In April, he marries fiancée Lucy and he’ll then continue his bid to break into the world’s top 50.
The 22-year-old reached a significant milestone when he made the top 100 for the first time after climbing four places in last week’s updated rankings. That was his reward for an outstanding 2015, which included his maiden PSA title in Geneva in March plus two more in Australia this summer.
Kempsell’s rise from a ranking of 422 in 2012 has been meteoric, but he is far from satisfied and believes there is much more to come. “It’s a tough ask to get into the top 50 in the next 12 months, but I feel that’s a reasonable aim, even though I haven’t sat down yet with my coach Stuart Crawford to go over our goals and aims.”
One massive advantage for Kempsell is that he is not operating in a vacuum but is part of a group of world-class Scottish players. Long-time national number one Alan Clyne has been in the top 40 since 2011 and was recently joined there by Greg Lobban. They and Kempsell train together at Heriot-Watt University and the trio will form a powerful Scotland squad at next month’s World Team Championship in Kuwait.
Lobban’s success in particular has rubbed off on Kempsell, who confirmed: “Greg is only one year older than me, so it’s been very beneficial to see him flying up the rankings so fast. That’s been a big boost for me. Alan and Greg are regularly playing against top 20 players in some of the biggest tournaments in the world, so training with them can only be good for me.”
But while training partners, coaching, nutrition and many other factors are crucial in the hunt for success, players must ultimately take responsibility for their career and make sure they swim rather than sink on the international stage.
Luckily, Kempsell has consistently demonstrated a winning mentality from the time he made his name as a virtual unknown in the Scotland squad.
“I had a pretty good World Team Championship two years ago, winning several of my matches. That was a good platform for me,” he recalled.
“I must admit I’m in awe of some of the higher-ranked guys, but I’m also able to relax when I’m up against them on court. I played (triple world champion) Nick Matthew at the Europeans two years ago and I was definitely in awe of him, but I still played really well against him. I also beat Jon Kemp, who was in the top 30 in the world, and I’ve regularly beaten top 80 players.”
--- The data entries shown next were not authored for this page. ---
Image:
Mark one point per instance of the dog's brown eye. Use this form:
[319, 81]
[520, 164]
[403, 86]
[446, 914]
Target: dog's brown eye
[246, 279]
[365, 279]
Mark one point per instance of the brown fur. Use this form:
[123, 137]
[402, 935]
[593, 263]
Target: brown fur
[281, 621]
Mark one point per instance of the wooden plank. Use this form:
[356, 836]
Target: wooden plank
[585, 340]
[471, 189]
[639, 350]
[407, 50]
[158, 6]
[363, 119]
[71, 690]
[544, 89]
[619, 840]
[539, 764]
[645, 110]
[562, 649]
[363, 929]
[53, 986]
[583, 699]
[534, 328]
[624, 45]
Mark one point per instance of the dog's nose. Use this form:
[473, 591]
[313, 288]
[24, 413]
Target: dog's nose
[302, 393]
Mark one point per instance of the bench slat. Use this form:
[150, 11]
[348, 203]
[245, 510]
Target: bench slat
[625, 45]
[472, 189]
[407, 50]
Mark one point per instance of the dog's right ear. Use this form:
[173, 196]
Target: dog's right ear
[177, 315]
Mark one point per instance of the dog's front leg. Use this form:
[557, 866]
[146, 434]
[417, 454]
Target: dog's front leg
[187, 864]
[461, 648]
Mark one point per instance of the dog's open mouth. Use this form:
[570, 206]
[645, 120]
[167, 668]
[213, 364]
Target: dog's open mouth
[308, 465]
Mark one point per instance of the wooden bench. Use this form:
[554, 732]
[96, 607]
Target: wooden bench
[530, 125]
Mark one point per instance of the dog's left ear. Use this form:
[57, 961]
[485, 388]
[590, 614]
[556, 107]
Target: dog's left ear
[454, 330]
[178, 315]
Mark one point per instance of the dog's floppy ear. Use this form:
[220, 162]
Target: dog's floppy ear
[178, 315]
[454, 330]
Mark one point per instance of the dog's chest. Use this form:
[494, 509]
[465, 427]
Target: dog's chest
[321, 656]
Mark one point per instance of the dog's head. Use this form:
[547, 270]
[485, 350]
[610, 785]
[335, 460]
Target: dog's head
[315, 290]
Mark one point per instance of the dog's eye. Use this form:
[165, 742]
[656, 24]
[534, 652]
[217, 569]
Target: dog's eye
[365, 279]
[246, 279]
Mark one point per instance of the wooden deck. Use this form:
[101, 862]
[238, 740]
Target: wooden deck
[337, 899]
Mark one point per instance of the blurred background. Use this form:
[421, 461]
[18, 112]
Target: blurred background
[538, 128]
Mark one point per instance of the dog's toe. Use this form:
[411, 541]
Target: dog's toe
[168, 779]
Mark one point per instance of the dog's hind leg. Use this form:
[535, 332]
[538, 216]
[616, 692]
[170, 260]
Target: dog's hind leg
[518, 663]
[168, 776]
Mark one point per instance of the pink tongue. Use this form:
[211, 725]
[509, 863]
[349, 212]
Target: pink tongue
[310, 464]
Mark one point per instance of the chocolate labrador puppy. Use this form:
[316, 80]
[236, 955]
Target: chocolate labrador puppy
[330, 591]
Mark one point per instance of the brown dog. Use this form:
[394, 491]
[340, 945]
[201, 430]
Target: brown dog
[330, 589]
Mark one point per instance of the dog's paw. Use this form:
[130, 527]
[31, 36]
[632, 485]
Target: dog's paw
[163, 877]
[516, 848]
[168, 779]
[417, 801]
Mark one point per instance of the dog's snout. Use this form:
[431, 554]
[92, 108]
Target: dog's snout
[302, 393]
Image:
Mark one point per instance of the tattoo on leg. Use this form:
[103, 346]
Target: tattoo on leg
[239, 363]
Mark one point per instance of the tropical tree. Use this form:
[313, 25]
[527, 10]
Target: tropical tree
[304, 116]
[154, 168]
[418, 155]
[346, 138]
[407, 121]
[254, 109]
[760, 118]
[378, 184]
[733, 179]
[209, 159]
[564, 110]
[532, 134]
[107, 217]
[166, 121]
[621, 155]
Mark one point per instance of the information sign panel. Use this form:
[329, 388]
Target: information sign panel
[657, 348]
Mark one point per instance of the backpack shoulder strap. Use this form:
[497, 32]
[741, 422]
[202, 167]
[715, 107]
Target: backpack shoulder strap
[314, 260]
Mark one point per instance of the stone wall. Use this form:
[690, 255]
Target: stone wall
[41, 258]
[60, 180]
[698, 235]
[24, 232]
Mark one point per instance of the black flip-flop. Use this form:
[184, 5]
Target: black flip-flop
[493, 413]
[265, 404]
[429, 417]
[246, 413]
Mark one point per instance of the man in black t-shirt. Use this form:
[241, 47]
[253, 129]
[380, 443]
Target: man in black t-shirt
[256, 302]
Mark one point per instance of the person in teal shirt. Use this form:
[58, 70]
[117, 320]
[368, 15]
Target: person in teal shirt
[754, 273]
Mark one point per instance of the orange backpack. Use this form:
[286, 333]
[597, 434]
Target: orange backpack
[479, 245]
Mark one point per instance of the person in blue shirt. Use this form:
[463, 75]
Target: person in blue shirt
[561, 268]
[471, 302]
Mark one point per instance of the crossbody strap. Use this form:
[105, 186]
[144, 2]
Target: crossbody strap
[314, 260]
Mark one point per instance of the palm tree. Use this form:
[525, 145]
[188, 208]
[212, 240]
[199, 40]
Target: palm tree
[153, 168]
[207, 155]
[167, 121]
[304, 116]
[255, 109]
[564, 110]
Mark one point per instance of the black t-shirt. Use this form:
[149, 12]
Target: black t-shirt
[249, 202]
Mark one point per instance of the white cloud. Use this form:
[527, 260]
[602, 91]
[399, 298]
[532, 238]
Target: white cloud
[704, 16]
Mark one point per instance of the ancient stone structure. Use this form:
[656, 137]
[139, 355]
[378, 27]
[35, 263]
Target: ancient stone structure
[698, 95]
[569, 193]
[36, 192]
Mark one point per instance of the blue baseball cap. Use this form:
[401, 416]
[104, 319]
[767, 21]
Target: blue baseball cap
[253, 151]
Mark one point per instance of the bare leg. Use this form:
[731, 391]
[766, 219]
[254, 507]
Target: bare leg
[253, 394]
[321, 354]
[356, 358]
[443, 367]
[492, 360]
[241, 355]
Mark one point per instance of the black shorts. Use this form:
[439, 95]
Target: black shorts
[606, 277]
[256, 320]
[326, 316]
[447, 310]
Kempsell will require all of his multi-tasking skills next spring when he gets married in April before jetting off to a major championship in Poland.
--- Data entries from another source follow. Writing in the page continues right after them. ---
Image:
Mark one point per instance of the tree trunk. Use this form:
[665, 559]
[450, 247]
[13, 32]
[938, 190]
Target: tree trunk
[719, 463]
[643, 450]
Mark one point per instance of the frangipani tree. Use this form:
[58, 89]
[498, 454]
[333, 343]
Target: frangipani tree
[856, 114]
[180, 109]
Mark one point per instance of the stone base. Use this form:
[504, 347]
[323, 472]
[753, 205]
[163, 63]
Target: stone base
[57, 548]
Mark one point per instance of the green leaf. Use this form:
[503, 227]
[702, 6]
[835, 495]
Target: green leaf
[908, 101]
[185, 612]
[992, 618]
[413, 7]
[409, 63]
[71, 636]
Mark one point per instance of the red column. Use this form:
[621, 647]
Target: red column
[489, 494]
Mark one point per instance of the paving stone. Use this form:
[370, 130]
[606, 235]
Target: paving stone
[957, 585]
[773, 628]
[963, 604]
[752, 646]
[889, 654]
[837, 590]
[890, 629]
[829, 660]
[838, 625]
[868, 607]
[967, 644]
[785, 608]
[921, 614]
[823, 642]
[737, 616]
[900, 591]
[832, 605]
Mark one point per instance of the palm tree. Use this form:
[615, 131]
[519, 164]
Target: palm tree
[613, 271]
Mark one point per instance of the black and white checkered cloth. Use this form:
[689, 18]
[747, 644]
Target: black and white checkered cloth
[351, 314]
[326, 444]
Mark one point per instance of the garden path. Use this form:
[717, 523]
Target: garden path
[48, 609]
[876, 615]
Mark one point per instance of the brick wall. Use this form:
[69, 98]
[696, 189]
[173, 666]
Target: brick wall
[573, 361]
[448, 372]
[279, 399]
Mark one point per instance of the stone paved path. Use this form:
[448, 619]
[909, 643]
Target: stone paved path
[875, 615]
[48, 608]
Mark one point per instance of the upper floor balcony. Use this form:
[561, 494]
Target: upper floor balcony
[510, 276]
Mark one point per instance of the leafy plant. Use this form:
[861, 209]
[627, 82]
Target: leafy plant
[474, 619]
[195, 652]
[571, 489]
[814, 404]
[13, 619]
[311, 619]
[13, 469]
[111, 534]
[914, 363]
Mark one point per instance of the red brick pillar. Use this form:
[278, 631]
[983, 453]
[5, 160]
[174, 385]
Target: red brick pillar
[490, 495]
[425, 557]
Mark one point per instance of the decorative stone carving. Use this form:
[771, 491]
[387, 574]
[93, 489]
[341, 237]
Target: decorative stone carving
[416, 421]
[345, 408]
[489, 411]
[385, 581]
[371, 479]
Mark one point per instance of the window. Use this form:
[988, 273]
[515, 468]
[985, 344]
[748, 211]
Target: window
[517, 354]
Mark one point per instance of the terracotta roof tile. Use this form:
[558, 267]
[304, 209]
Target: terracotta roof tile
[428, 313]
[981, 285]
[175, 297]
“The European Teams is just after the wedding, so we’ll have to postpone the honeymoon,” he explained.
“Lucy accepts that I have to go away to tournaments, and although it was difficult to go to Australia for six weeks this summer, she’s very understanding. Lucy’s in Rome at the moment for work (as a project manager for a pharmaceutical company), so I’m not the only one who travels.
“She comes to support me and watch me play, and she says she wants to get into playing squash too. We’re moving into a new house (in South Queensferry) as we speak.”
Training partner Lobban is in a relationship with top Australian player Donna Urquhart, who joins him on the circuit and competes in many of the same events, but Kempsell prefers to keep his professional and private lives separate. “I don’t think I would survive seeing my missus 24/7!” he joked.